Malt Whisky YearbookWhisky Advocate によると、スコットランドの主要蒸留所のブレンダーとマスターディスティラーの多くが日常的な製品評価にコピータ系を使用している。理由は主に2つだ。

第一に、温度管理。 専門的なテイスティングは同じウイスキーを何度も、長い時間をかけて評価する作業だ。グラスを手に持つ時間が長く、温度変化が評価に影響する。ステム構造はこの問題を構造的に解決する。

第二に、連続テイスティングの疲労度。 複数のウイスキーを続けてノージングする際、アルコール刺激が蓄積される。コピータはアルコール刺激が比較的少なく、感覚の疲弊がゆっくり訪れるというのが専門的なテイスティングコミュニティの共通評価だ。

スペックと価格比較

項目コピータグレンケアン
ステムありなし
ボウルサイズ広い
手の熱伝達ほぼなし握り方による
アルコール刺激の集中度低い中〜高い
飲みやすさやや不便快適
テーブルの安定性低い(ステム)高い
価格(1個)1,500〜4,000円2,000〜3,000円
公式認定なしSWA公式ノージンググラス
コピータとグレンケアンの比較
同じウイスキーを2つのグラスに注ぐと、外観と同じくらいノージングの体験も異なる。コピータ(左)の広いボウルとステム、グレンケアン(右)の安定したベース。

コピータの短所 — 率直に

専門的なテイスティングでコピータが優れているからといって、あらゆる状況で優れているわけではない。

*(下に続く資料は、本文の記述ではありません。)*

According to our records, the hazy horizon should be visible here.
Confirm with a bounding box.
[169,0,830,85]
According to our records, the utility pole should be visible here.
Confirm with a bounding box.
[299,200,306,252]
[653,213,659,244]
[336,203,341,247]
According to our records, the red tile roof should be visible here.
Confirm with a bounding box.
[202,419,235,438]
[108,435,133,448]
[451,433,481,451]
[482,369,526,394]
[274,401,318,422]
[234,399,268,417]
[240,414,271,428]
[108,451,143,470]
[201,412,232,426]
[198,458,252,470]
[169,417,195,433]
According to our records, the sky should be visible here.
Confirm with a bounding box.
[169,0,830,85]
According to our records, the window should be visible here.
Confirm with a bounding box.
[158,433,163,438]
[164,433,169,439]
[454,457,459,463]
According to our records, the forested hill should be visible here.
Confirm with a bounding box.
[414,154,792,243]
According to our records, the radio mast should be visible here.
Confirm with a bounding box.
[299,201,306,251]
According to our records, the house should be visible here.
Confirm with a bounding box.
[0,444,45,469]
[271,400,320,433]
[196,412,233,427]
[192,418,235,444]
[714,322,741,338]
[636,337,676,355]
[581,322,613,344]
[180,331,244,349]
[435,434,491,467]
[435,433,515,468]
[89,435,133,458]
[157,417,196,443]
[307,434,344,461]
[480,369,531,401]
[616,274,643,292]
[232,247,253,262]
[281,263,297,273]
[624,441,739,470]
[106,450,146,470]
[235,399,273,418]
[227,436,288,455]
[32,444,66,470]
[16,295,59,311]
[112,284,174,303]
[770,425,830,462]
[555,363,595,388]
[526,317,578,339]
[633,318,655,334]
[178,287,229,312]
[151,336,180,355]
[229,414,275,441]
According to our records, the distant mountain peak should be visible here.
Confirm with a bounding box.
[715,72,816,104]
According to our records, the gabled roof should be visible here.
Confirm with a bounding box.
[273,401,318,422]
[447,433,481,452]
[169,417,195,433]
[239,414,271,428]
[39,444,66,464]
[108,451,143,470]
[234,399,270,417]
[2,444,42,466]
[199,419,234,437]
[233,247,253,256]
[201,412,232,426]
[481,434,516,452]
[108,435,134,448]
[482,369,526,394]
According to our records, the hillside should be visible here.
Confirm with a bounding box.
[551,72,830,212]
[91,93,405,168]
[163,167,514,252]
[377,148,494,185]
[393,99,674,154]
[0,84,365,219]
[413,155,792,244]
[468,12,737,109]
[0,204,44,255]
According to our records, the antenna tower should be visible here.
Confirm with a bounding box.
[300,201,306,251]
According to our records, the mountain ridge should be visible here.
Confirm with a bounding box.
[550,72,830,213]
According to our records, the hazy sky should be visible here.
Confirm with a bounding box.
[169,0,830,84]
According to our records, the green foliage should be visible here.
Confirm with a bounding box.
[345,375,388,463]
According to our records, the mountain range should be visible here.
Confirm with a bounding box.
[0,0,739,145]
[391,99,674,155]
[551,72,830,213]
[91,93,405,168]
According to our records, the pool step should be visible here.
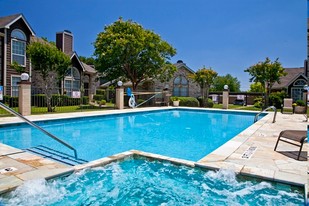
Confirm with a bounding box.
[25,145,88,166]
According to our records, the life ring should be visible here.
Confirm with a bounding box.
[128,94,136,108]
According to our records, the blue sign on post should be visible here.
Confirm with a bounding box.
[0,86,3,101]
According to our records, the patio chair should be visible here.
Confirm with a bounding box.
[281,98,293,114]
[274,130,307,160]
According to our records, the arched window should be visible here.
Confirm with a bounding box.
[173,75,188,96]
[293,79,306,86]
[11,29,26,66]
[64,67,81,96]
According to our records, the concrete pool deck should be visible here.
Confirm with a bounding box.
[0,107,307,195]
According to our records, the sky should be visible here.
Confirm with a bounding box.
[0,0,306,91]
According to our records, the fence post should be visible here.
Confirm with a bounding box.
[18,80,31,116]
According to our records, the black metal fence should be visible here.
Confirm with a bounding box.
[0,86,116,117]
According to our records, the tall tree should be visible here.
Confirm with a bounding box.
[244,57,286,107]
[188,68,218,107]
[212,74,241,92]
[79,56,96,66]
[248,82,264,93]
[27,38,71,112]
[94,18,177,90]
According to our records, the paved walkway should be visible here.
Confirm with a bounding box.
[0,107,307,195]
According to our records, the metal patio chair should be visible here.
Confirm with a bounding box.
[274,130,307,160]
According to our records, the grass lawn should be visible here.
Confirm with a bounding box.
[0,103,115,116]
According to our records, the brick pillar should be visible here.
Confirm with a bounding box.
[116,87,124,109]
[18,81,31,116]
[222,90,229,109]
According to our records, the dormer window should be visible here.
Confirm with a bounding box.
[11,29,26,66]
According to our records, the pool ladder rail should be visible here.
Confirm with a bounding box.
[0,102,79,159]
[25,145,88,166]
[254,106,277,123]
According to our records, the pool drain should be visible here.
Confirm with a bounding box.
[0,167,17,174]
[241,146,257,159]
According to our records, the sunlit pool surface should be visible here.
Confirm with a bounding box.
[0,157,304,206]
[0,109,262,161]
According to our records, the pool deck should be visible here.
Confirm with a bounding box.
[0,107,307,195]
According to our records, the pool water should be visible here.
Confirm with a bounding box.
[0,109,260,161]
[0,158,304,205]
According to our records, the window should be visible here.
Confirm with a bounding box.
[173,75,188,96]
[11,76,21,97]
[11,29,26,66]
[64,67,80,96]
[293,79,306,86]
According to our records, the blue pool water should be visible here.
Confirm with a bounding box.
[0,157,304,205]
[0,109,261,161]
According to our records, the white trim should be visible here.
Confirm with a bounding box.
[11,38,26,67]
[70,52,85,72]
[286,73,307,88]
[3,28,7,90]
[4,15,35,36]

テーブルの安定性が低い。 ステムのためテーブルに置くと不安定だ。カジュアルな場でグラスを頻繁に置く場合、転倒のリスクがある。

持ち運びが不便。 グラスを持って移動する場面ではステムがかえって不便だ。立って飲む場所や屋外のテイスティングでは、グレンケアンの方がずっと扱いやすい。

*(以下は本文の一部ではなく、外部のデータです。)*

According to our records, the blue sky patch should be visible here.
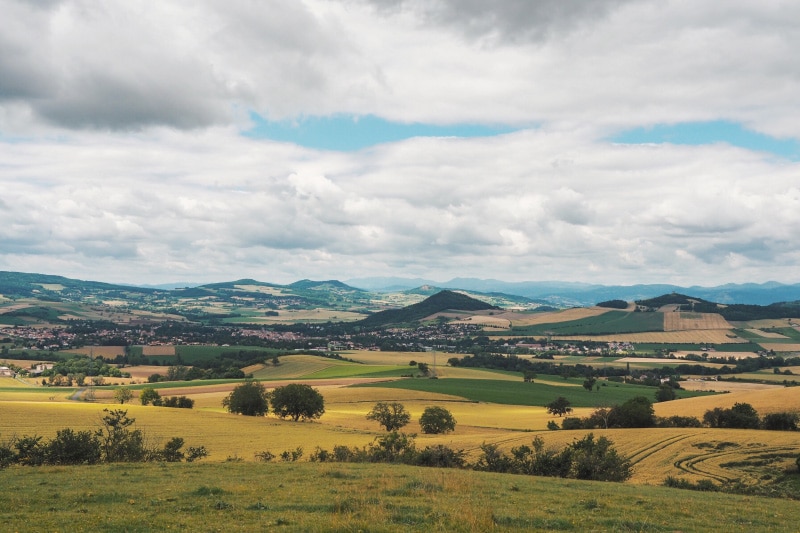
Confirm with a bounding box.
[611,121,799,160]
[244,113,518,151]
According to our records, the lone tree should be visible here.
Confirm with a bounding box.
[222,379,269,416]
[419,406,457,434]
[367,402,411,431]
[139,387,162,406]
[545,396,573,417]
[113,387,133,405]
[270,383,325,421]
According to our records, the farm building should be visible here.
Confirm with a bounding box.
[0,366,15,377]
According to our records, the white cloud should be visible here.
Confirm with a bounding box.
[1,0,800,286]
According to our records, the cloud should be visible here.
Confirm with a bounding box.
[1,127,799,285]
[2,1,800,287]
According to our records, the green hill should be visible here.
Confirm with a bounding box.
[358,290,498,328]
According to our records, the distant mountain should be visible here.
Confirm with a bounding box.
[346,277,800,306]
[289,279,365,292]
[358,290,499,328]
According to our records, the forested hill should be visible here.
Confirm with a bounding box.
[636,293,800,321]
[358,290,498,328]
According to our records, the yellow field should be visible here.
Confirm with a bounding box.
[0,377,31,388]
[737,318,800,329]
[555,330,748,344]
[745,328,790,338]
[141,345,176,356]
[64,345,126,357]
[758,342,800,352]
[654,387,800,418]
[663,312,732,331]
[233,284,289,295]
[679,379,784,392]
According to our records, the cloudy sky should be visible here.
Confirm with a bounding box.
[2,0,799,287]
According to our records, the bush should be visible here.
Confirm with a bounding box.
[45,429,101,465]
[762,412,799,431]
[415,445,466,468]
[703,403,760,429]
[609,396,655,428]
[561,417,584,430]
[270,384,325,421]
[223,380,269,416]
[419,406,457,434]
[96,409,147,462]
[140,387,162,406]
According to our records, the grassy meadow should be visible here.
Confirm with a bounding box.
[4,461,800,532]
[3,346,800,531]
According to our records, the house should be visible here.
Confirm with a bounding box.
[0,366,15,377]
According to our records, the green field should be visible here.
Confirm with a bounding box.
[1,462,797,532]
[496,311,665,336]
[355,377,708,407]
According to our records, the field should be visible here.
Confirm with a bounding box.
[495,311,666,337]
[4,462,800,532]
[555,330,749,344]
[3,345,800,530]
[663,311,732,331]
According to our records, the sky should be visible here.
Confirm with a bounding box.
[1,0,800,288]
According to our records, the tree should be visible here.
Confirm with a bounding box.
[222,379,269,416]
[655,384,676,402]
[113,387,133,405]
[367,402,411,431]
[270,383,325,421]
[419,406,457,434]
[523,371,536,383]
[703,402,760,429]
[139,387,162,406]
[609,396,655,428]
[582,377,597,392]
[96,409,146,462]
[545,396,573,417]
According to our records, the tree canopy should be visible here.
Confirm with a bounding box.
[366,402,411,431]
[270,383,325,421]
[222,379,269,416]
[419,406,457,434]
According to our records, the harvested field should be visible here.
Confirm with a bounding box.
[654,386,800,418]
[663,312,732,331]
[757,342,800,352]
[745,328,790,339]
[121,365,168,380]
[678,379,784,392]
[554,330,748,344]
[462,307,613,328]
[63,345,126,357]
[616,357,727,368]
[142,345,176,356]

高品質なコピータは価格が高い。 専門的なテイスティング品質のコピータ(Riedel Vinum シリーズなど)はグレンケアンより高価だ。安価なコピータはガラスの厚みや仕上げの品質が低く、アロマの集中効果が落ちることがある。

結論:目的によって異なる選択

コピータとグレンケアンは競合関係ではなく、使用目的が異なるグラスだ。

コピータが適している場面

  • 複数のウイスキーを連続してノージング・比較するテイスティングセッション
  • 高アルコール度数のウイスキーを集中的に分析したいとき
  • 長時間グラスを手に持って評価する場面

グレンケアンが適している場面

  • 日常的な一杯、カジュアルな飲酒
  • グラスを頻繁に置く場所
  • 立って飲む場面や移動が多い状況
  • 入門者として最初の一杯を揃えたいとき

両方を持つのが理想だが、一つだけ選ぶなら、まず自分の飲み方を決めることが先だ。